FARMINGTON — A bill assigned to the Naa’bik’íyáti’ Committee is requesting Gov. Michelle Lujan Grisham name U.S. Highway 491 in honor of the late state Sen. John Pinto.
In the time that followed Pinto’s death in May, many have acknowledged him as being instrumental in advocating for and securing money to expand the highway from two to four lanes in San Juan and McKinley counties.
Pinto said he worked for more than 20 years to complete the project when it was announced in March 2014 that funding was obtained to increase the remaining portion of the highway, according to The Daily Times archives.
“He had a strong passion for that highway,” said Delegate Mark Freeland, who is sponsoring the bill, in an Aug. 9 telephone interview.
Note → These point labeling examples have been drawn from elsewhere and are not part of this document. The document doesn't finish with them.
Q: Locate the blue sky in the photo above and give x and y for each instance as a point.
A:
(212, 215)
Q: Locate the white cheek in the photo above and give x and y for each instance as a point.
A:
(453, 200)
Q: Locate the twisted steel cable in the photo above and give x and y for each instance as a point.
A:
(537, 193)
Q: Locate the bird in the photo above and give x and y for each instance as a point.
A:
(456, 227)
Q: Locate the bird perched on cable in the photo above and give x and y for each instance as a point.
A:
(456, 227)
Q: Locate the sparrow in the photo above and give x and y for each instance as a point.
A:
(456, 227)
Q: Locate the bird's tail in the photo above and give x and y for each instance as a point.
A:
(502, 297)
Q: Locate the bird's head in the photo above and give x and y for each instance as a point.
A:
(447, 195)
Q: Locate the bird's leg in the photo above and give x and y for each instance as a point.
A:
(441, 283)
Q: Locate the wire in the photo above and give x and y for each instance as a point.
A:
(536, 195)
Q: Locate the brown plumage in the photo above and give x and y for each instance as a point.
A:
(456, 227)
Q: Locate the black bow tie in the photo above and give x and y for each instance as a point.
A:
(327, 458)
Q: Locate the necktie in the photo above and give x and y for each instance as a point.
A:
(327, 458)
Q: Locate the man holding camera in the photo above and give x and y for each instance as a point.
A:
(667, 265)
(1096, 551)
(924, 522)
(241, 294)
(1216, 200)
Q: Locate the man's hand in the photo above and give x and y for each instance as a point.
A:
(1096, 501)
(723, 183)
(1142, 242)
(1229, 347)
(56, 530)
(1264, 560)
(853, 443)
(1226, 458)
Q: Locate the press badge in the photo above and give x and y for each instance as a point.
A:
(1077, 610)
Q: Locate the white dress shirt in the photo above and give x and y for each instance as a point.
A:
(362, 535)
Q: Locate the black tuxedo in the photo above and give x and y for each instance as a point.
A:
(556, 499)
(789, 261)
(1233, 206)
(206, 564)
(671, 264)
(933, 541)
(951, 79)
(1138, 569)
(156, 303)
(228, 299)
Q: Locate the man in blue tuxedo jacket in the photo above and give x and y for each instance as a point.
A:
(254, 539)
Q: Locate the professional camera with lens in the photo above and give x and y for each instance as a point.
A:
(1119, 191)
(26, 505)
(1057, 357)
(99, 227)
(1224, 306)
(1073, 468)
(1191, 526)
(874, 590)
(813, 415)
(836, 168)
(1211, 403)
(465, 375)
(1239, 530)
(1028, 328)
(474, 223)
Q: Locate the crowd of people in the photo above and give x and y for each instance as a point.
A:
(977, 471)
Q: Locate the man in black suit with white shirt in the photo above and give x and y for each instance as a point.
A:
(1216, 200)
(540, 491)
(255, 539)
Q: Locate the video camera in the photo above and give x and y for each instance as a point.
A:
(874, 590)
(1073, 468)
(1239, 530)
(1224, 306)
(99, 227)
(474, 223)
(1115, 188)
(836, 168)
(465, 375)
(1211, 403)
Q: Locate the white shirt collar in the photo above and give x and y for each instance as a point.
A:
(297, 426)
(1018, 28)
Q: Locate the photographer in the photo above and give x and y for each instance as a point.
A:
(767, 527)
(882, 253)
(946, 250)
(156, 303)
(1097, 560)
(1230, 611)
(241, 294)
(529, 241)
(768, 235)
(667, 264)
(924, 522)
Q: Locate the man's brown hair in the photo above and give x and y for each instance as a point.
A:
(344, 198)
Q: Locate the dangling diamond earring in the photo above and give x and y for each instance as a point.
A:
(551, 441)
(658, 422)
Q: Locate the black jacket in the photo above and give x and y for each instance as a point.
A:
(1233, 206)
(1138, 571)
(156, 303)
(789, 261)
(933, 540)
Such a designation will honor and memorialize Pinto’s legacy, Freeland said.
“It’ll be an ultimate tribute to him. I hope the state gives it some consideration,” he said.
The bill is assigned to the Naa’bik’íyáti’ Committee, where final authority rests.
According to the New Mexico Department of Transportation, the state transportation commission names roads and the commission considers written requests for such action when it is intended as a memorial to an event, person, person of historical significance, or to honor a person of national respect.
This is not the first time a council delegate is pursuing to name a highway after an important figure to the Navajo people.
Former Delegate Leonard Tsosie successfully championed a bill in May 2017 that requested the state to designate Highway 491 as Chief Manuelito Highway.
The state transportation commission granted the request and named the entire portion of the highway after the renowned Navajo leader in July 2017, according to the state department of transportation.
There has been previous action to name highways in New Mexico after Pinto, according to the transportation department.
The portion of N.M. Highway 264 from Yah-ta-hey to the New Mexico-Arizona state line was designated the Sen. John Pinto Highway in October 1992.
The name remained in place until May 1998 when it was renamed the Navajo Code Talkers Highway. That change became official by the New Mexico Legislature in 2003.
The same year, state lawmakers did not approve legislation to place Pinto’s name on Highway 491.